"You will need to amputate a patient’s leg about five times more often than his arm."
I wonder if there's a quota they have to meet. "Sorry Mr Jones, can't take your leg off today, I've reached my quota. We are running a two-for-one special on arms today though."
this is terrifying, and i demand to know its origin.
DISARTICULATION IS SPECIALLY DESIRABLE IN CHILDREN
Yes, this.
"DISARTICULATION IS SPECIALLY DESIRABLE IN CHILDREN." That's my new mantra.
New line of amputee related spam
"SAVE ALL POSSIBLE LENGTH WITH THIS WEIRD OLD TIP"
"Mum discovers trick to saving up to 18cm using these household ingredients"
"Nobody likes hearing their bones being sawn through, so if a patient is conscious premeditate him heavily."
Good advice.
"You will need to amputate a patient’s leg about five times more often than his arm."

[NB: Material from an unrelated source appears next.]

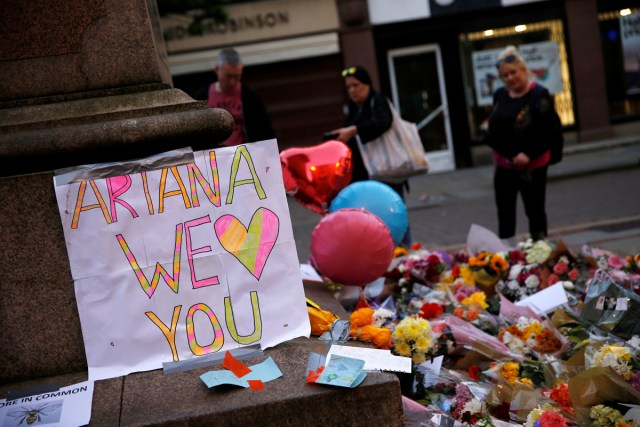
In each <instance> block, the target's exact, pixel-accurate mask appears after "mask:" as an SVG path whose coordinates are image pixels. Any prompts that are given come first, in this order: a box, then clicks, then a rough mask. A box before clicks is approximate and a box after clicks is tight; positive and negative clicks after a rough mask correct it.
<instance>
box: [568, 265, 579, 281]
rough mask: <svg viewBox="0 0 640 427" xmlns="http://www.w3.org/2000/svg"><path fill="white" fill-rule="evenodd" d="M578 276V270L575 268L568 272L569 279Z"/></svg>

I wonder if there's a quota they have to meet. "Sorry Mr Jones, can't take your leg off today, I've reached my quota. We are running a two-for-one special on arms today though."
That's an impressive page of information.
I guess if I'm ever forced to do an amateur amputation I'll remember not to amputate there, and to save every centimetre of the arm.
This is reminiscent of Lisa Bufano.
"Save every centimetre" - this advice courtesy of a passing giant pointy sperm.